In short, my dad was the wisecracker and my mom was the disciplinarian. My dad had a remarkable military career and retired after he reached the position he strived for as a Lieutenant General. We moved around and he spent the last decade of his military career in the metro DC area. He then went on to head up several civilian firms before settling into consulting over a decade ago.
My mom was always the crafty one. She was a masters level bridge player in her early forties, and by the time I was in high school started and was running many local bridge games – that was in between the antiques business she dabbled in. At one point, she had 3 different storefronts at local antique markets.

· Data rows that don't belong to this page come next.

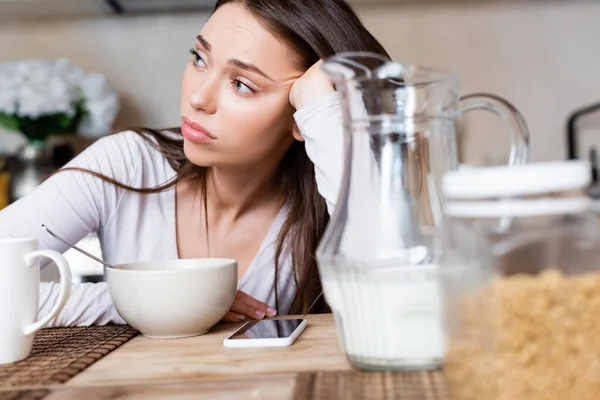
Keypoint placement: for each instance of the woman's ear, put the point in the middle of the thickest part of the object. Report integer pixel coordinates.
(296, 133)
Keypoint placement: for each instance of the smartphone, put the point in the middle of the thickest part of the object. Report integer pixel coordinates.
(267, 333)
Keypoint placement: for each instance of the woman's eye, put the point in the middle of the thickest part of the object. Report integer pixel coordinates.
(198, 60)
(242, 88)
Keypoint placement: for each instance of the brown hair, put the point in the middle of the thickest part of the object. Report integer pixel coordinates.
(314, 29)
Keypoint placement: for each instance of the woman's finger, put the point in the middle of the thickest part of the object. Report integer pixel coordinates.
(233, 317)
(249, 306)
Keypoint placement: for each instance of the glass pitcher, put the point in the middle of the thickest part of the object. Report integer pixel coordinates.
(377, 259)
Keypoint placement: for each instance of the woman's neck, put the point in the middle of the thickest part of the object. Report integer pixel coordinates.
(231, 192)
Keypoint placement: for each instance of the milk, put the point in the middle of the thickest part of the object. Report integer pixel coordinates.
(387, 318)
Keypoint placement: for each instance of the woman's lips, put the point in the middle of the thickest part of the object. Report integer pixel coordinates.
(194, 132)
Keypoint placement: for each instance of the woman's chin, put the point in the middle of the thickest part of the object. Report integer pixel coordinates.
(198, 155)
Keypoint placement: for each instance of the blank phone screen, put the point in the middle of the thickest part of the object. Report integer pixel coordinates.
(267, 329)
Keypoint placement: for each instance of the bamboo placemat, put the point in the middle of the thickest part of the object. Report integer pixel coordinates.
(60, 354)
(355, 385)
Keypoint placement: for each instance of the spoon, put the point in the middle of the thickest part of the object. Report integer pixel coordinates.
(54, 235)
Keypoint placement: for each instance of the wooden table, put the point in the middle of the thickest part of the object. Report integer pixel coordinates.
(202, 368)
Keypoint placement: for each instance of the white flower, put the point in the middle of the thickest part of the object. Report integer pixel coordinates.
(36, 88)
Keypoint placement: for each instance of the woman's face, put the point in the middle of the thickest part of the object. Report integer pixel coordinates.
(235, 93)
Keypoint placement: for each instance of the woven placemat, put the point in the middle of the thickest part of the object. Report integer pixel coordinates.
(60, 354)
(356, 385)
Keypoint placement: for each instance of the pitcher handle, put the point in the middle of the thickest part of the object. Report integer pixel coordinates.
(65, 285)
(519, 152)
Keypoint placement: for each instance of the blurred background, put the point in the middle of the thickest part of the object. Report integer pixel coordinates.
(542, 55)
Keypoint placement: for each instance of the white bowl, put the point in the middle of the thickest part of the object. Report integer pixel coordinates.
(173, 299)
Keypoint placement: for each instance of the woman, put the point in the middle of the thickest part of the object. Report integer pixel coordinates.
(259, 121)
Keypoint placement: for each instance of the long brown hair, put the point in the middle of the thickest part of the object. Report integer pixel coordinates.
(314, 29)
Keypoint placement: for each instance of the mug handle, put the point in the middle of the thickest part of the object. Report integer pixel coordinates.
(65, 285)
(519, 153)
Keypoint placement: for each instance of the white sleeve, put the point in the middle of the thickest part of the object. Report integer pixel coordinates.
(74, 204)
(321, 126)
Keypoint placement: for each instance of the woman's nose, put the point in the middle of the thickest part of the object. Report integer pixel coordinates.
(204, 97)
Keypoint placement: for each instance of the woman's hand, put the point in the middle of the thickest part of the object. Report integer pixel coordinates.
(315, 83)
(245, 306)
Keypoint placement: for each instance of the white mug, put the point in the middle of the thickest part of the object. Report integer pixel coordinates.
(19, 295)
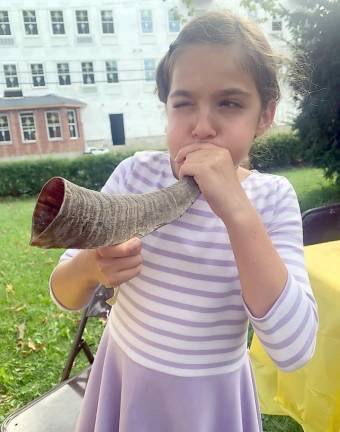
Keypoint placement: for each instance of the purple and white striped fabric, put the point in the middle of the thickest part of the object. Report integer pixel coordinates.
(184, 314)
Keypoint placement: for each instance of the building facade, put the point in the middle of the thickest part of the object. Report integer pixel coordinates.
(102, 53)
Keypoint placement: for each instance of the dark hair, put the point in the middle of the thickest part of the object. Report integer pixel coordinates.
(225, 28)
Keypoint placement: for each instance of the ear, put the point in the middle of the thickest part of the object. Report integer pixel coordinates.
(266, 118)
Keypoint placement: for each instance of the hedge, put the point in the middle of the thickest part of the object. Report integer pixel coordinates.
(276, 150)
(26, 177)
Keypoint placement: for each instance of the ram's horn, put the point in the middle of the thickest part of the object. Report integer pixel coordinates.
(70, 216)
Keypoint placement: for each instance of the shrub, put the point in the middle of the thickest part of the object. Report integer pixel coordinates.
(27, 177)
(275, 150)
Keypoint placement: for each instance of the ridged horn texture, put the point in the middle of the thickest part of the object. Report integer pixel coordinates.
(70, 216)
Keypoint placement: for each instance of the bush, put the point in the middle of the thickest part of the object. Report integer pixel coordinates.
(276, 150)
(28, 176)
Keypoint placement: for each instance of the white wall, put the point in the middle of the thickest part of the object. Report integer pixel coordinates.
(132, 96)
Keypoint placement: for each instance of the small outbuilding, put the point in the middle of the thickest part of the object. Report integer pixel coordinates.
(40, 125)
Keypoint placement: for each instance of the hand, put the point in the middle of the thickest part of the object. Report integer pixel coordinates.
(213, 170)
(117, 264)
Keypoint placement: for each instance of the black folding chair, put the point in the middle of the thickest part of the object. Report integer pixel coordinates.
(57, 410)
(321, 224)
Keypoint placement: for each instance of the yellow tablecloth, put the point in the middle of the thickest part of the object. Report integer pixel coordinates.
(310, 395)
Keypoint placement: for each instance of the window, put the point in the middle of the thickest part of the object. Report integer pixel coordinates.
(174, 21)
(64, 76)
(5, 134)
(146, 21)
(53, 125)
(88, 74)
(30, 22)
(57, 21)
(5, 29)
(107, 22)
(72, 123)
(83, 26)
(276, 25)
(38, 75)
(28, 131)
(111, 71)
(11, 76)
(150, 69)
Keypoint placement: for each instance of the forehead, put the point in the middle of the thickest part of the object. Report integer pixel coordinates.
(209, 68)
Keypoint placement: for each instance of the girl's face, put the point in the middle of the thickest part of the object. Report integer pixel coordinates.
(213, 99)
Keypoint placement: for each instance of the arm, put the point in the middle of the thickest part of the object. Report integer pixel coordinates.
(73, 281)
(274, 281)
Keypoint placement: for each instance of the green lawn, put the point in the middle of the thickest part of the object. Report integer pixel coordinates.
(36, 335)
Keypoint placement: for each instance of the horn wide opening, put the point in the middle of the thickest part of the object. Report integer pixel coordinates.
(48, 206)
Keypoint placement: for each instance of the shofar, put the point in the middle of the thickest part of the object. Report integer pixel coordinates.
(70, 216)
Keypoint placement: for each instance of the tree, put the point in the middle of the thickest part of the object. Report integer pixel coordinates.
(314, 76)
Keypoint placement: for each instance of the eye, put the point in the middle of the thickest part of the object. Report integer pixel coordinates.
(181, 104)
(229, 103)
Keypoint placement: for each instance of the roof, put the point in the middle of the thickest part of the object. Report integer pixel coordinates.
(34, 102)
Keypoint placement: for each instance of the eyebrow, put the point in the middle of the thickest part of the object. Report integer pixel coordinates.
(225, 92)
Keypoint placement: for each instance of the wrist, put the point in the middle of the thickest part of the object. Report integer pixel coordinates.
(86, 264)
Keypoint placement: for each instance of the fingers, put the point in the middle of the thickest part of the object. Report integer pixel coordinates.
(126, 249)
(119, 263)
(185, 151)
(122, 276)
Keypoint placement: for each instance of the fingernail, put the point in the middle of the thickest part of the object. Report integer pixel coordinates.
(135, 242)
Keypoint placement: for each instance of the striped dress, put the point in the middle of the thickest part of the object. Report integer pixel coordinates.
(173, 356)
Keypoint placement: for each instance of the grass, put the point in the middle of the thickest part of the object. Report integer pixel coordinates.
(36, 335)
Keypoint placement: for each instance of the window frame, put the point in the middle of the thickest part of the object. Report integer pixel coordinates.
(78, 23)
(16, 75)
(22, 126)
(6, 24)
(35, 23)
(88, 73)
(75, 123)
(113, 72)
(275, 22)
(66, 73)
(55, 23)
(171, 20)
(142, 21)
(106, 22)
(48, 126)
(43, 75)
(8, 128)
(147, 70)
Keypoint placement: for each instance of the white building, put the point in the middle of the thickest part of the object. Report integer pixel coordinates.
(101, 52)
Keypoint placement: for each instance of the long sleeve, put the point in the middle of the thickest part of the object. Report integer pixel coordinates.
(288, 331)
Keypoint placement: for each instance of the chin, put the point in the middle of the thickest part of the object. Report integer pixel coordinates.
(174, 168)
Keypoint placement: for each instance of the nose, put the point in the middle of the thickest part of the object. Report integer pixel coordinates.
(204, 126)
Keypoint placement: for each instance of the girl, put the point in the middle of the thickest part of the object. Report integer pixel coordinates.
(173, 356)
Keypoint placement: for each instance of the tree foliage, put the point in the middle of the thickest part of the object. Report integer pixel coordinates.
(314, 76)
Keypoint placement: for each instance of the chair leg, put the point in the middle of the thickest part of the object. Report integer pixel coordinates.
(76, 347)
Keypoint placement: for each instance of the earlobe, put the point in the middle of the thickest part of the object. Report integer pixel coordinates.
(266, 118)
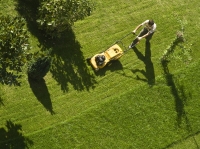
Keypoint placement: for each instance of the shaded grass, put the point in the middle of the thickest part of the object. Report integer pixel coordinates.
(114, 108)
(140, 118)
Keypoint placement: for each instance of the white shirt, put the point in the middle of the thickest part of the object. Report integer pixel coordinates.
(151, 29)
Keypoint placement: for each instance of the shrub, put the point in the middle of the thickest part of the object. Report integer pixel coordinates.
(14, 48)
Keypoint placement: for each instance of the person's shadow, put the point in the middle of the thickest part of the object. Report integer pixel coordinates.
(149, 68)
(12, 137)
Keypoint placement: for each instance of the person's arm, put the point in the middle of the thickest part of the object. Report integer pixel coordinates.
(134, 31)
(144, 36)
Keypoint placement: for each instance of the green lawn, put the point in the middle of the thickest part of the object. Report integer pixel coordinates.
(117, 107)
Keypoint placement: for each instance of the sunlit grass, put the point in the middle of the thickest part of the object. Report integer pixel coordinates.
(120, 109)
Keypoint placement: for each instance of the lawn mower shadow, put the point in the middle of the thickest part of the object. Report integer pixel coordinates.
(112, 66)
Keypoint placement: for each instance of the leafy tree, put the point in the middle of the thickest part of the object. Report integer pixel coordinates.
(55, 16)
(39, 66)
(14, 47)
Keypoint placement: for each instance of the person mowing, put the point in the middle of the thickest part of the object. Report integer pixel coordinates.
(147, 32)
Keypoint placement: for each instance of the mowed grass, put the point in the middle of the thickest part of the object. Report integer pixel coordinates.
(116, 107)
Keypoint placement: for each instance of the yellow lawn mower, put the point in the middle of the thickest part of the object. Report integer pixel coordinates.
(114, 52)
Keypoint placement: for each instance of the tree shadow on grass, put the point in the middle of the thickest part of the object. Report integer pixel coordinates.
(1, 101)
(41, 92)
(68, 63)
(180, 97)
(12, 137)
(149, 68)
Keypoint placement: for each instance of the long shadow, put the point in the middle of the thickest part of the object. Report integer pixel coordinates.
(178, 141)
(179, 102)
(112, 66)
(178, 91)
(68, 64)
(1, 101)
(12, 137)
(149, 68)
(41, 92)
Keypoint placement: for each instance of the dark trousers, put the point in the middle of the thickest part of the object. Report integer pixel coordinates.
(145, 31)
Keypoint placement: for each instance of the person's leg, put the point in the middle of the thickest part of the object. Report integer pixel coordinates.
(143, 32)
(148, 38)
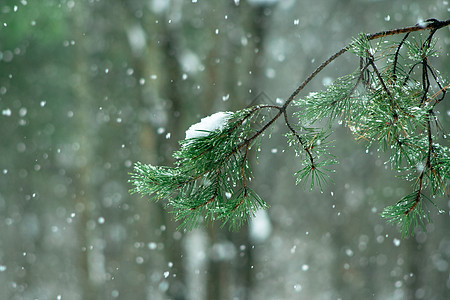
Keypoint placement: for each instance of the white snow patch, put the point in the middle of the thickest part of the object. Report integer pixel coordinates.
(208, 124)
(260, 227)
(6, 112)
(262, 2)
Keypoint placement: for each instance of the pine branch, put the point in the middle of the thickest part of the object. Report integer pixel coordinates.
(381, 103)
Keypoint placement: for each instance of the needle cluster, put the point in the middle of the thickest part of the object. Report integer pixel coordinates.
(389, 102)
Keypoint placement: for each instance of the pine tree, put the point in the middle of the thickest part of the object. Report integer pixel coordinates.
(389, 101)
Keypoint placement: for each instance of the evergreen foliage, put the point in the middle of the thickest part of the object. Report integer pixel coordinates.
(389, 102)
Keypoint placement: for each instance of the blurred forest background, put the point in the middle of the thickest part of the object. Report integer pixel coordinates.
(89, 87)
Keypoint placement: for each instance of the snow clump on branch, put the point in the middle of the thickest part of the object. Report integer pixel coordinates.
(208, 124)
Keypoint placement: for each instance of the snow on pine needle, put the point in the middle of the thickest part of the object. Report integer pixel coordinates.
(216, 121)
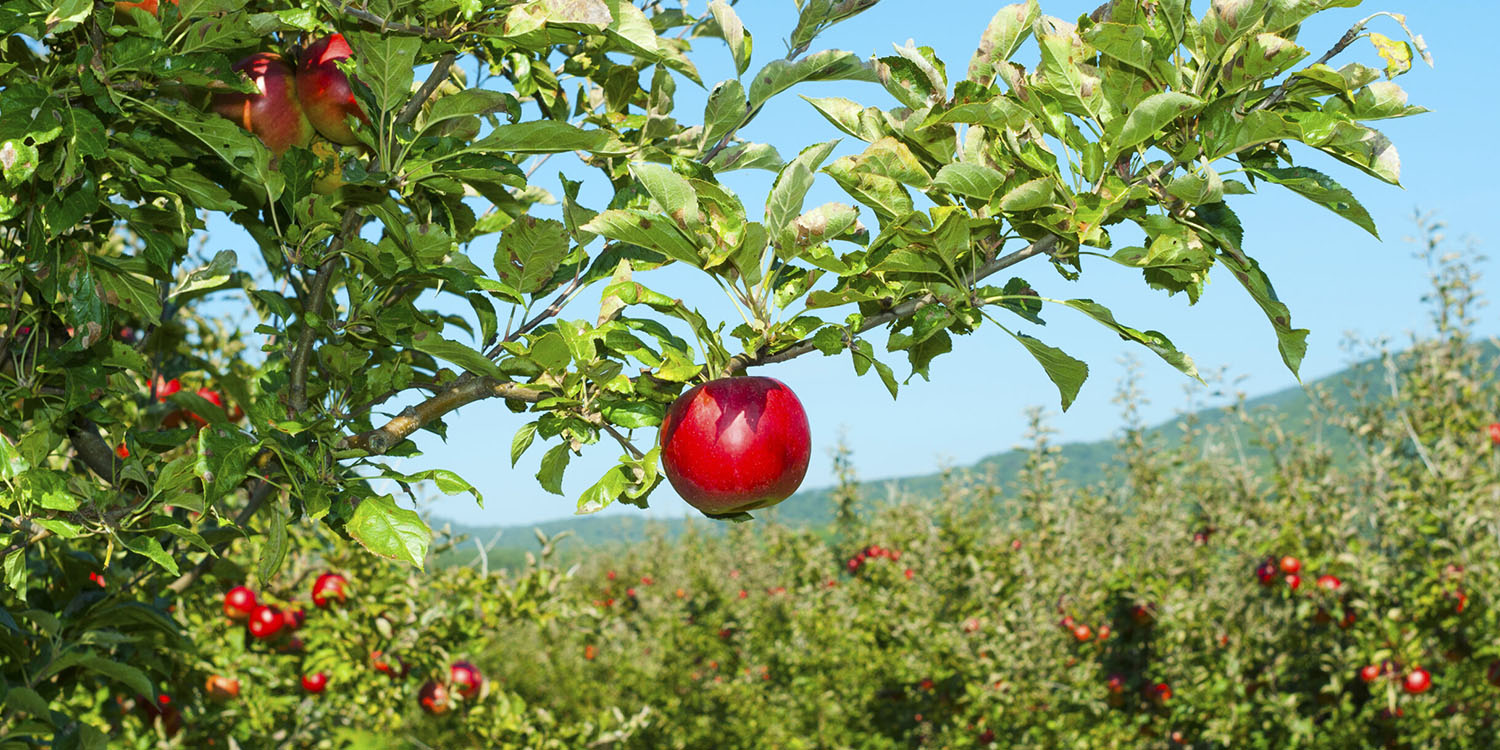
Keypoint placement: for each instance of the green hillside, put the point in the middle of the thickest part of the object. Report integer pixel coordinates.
(1293, 410)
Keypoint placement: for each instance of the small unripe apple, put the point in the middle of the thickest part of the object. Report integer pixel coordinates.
(222, 687)
(1416, 681)
(329, 587)
(266, 621)
(434, 698)
(315, 683)
(465, 678)
(239, 602)
(273, 114)
(324, 90)
(735, 444)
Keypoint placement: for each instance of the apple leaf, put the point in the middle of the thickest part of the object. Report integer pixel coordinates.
(831, 65)
(734, 33)
(554, 462)
(999, 41)
(386, 63)
(1320, 189)
(1064, 371)
(390, 531)
(723, 113)
(530, 251)
(1154, 341)
(1292, 342)
(273, 549)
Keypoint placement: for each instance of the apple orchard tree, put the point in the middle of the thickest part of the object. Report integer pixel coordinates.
(137, 431)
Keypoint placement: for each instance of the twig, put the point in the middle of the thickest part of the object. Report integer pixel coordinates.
(1281, 90)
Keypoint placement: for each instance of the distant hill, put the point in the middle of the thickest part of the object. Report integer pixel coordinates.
(1083, 464)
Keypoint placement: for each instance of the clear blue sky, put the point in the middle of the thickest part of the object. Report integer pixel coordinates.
(1334, 276)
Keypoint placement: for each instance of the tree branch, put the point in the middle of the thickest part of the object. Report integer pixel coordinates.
(467, 389)
(740, 362)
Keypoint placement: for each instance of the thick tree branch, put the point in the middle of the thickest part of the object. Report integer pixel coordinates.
(467, 389)
(740, 362)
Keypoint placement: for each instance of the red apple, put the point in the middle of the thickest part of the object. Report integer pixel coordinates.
(239, 602)
(329, 587)
(222, 687)
(324, 90)
(434, 698)
(273, 114)
(1266, 573)
(465, 678)
(735, 444)
(315, 683)
(266, 621)
(1416, 681)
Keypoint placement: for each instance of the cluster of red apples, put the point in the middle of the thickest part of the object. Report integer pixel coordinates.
(267, 623)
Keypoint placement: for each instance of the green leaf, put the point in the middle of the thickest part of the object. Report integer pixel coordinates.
(831, 65)
(548, 137)
(1064, 371)
(999, 41)
(456, 353)
(1151, 116)
(785, 201)
(974, 180)
(1320, 189)
(734, 33)
(671, 191)
(530, 251)
(1154, 341)
(1032, 194)
(723, 113)
(647, 230)
(554, 462)
(387, 65)
(524, 437)
(1292, 342)
(152, 549)
(276, 543)
(390, 531)
(125, 674)
(209, 276)
(468, 102)
(632, 30)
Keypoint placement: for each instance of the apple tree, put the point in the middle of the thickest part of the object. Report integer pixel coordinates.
(404, 248)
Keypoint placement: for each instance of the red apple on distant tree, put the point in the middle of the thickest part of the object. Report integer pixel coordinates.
(735, 444)
(329, 587)
(273, 113)
(324, 90)
(434, 698)
(239, 603)
(222, 687)
(465, 678)
(266, 621)
(1416, 681)
(315, 683)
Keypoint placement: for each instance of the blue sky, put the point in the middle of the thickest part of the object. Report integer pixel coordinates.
(1334, 276)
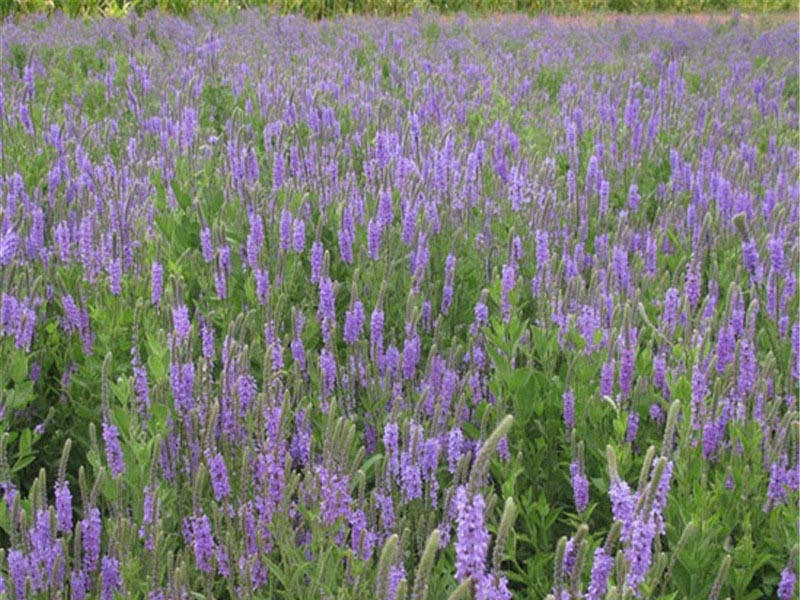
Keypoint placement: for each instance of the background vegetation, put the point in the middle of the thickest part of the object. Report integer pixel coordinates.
(327, 8)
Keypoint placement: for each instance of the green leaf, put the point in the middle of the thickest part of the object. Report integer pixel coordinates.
(19, 367)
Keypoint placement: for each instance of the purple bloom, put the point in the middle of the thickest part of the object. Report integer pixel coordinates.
(91, 527)
(219, 477)
(286, 230)
(63, 507)
(354, 322)
(110, 577)
(569, 409)
(156, 282)
(113, 449)
(298, 235)
(472, 538)
(580, 486)
(202, 543)
(598, 580)
(180, 322)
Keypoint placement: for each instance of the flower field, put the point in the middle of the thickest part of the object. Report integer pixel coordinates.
(403, 309)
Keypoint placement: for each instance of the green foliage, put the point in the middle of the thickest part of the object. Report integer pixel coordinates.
(326, 8)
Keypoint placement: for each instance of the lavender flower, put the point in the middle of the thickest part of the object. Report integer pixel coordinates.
(113, 449)
(472, 538)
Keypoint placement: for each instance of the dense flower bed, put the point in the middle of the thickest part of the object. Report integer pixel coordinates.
(398, 309)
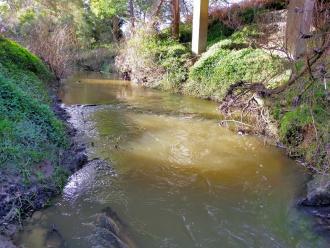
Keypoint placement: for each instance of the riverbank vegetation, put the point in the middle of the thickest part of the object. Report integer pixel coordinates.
(247, 69)
(30, 132)
(32, 138)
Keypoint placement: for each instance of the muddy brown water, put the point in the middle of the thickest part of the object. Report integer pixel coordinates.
(177, 178)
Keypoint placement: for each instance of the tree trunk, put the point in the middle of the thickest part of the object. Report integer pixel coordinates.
(175, 18)
(131, 12)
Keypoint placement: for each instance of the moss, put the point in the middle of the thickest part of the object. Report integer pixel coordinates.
(29, 131)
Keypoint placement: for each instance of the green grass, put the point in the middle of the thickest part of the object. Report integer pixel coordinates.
(30, 133)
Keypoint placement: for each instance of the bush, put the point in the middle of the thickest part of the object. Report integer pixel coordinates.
(29, 131)
(230, 61)
(155, 60)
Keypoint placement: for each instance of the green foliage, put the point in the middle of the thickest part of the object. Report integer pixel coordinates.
(26, 16)
(156, 60)
(292, 123)
(29, 131)
(60, 177)
(16, 58)
(173, 58)
(107, 8)
(304, 129)
(218, 31)
(227, 62)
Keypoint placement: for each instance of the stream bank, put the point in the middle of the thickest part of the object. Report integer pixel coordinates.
(176, 178)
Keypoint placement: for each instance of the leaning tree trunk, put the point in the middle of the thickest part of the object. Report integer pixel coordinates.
(131, 12)
(175, 18)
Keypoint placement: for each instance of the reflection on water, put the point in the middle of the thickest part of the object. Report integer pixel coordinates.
(178, 179)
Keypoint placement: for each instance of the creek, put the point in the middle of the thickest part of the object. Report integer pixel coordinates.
(177, 179)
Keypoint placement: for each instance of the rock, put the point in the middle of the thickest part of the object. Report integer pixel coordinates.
(6, 243)
(54, 239)
(111, 231)
(318, 192)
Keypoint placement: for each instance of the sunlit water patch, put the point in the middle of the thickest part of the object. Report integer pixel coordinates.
(176, 178)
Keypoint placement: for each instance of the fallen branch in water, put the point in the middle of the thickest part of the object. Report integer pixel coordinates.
(237, 122)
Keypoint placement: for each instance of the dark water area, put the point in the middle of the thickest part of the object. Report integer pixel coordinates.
(176, 178)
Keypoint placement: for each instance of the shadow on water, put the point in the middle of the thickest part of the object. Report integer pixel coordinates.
(176, 178)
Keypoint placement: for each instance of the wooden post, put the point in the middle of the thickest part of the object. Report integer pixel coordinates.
(299, 23)
(200, 23)
(175, 18)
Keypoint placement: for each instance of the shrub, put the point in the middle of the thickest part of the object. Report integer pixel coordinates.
(155, 60)
(29, 131)
(230, 61)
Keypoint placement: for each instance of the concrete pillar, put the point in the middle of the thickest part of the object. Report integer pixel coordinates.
(200, 23)
(299, 22)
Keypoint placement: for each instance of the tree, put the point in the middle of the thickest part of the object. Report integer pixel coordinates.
(175, 18)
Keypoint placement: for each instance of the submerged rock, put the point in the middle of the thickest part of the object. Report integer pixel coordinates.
(6, 243)
(110, 231)
(318, 192)
(54, 239)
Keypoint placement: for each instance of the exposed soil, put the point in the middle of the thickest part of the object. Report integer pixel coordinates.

While we always had familiar families that circulated in and out of our lives as we moved around and my parents had an active social schedule, I don’t recall them ever having really close friends until I was in high school. They met a couple through my dad’s job, but he wasn’t military – he was civilian. I think for the first time they had a couple who they shared interests with and could be very open with. Within the military community they were always very private.
Both Bill and Dottie died unexpectedly. Bill in 1997 and Dottie in 2002. With them, died my parents’ best and only great friends. I’m not sure why the story of my parents took me here, but I totally burst into tears in retelling this story. Maybe because I know we would be in a different place if they were both still here.
My parents could hide their dementia from acquaintances, but they wouldn’t have been able to with this couple. Had their best friends still been here, they would have talked to them about this and it wouldn’t have been us kids telling them something is wrong.
I have a lot of acquaintances and good friends, but the only person I would call when I’m upset is my husband. I have not developed or nurtured friends that I would call to share my daily life. I’m trying but I know I am not a great friend, yet. The kids will leave, the jobs will change, but great friends are one of things we need to make sure my husband and I won’t turn into my parents. Pledged.